Diketahui, Handi dan Salsabila tertabrak mobil Isuzu Panther yang dikendarai Kolonel Priyanto, Koptu Ahmad, dan Kopda Andreas pada Rabu (8/12/2021),
Dengan alasan akan membawa korban ke rumah sakit, Kolonel Priyanto, Koptu Ahmad, dan Kopda Andreas ternyata membuang mereka ke Sungai Serayu.
Mengutip TribunJabar.id, keduanya baru ditemukan pada Sabtu (11/12/2021), di lokasi yang berbeda dalam kondisi sudah tak bernyawa.
Jasad Handi ditemukan di Sungai Serayu, Desa Banjarparakan, Kecamatan Rawalo, Kabupaten Banyumas, Jawa Tengah.

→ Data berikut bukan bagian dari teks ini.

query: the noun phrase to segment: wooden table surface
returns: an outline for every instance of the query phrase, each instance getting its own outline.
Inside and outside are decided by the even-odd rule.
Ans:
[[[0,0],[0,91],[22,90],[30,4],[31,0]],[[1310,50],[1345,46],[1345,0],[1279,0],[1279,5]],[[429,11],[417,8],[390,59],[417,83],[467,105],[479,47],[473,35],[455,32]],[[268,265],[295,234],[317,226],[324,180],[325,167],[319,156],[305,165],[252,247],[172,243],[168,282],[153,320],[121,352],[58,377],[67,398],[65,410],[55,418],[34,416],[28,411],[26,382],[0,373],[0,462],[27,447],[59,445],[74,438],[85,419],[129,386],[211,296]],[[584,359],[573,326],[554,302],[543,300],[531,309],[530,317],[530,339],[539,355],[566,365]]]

Sementara, jasad Salsabila ditemukan di muara Sungai Serayu, Kecamatan Adipala, Kabupaten Cilacap.
(Tribunnews.com/Pravitri Retno W, Kompas.com/Achmad Nasrudin Yahya, TribunJakarta.com/Rr Dewi Kartika H/Bima Putra, TribunJateng.com/Rahdyan Trijoko Pamungkas, TribunJabar.id/Hilda Rubiah)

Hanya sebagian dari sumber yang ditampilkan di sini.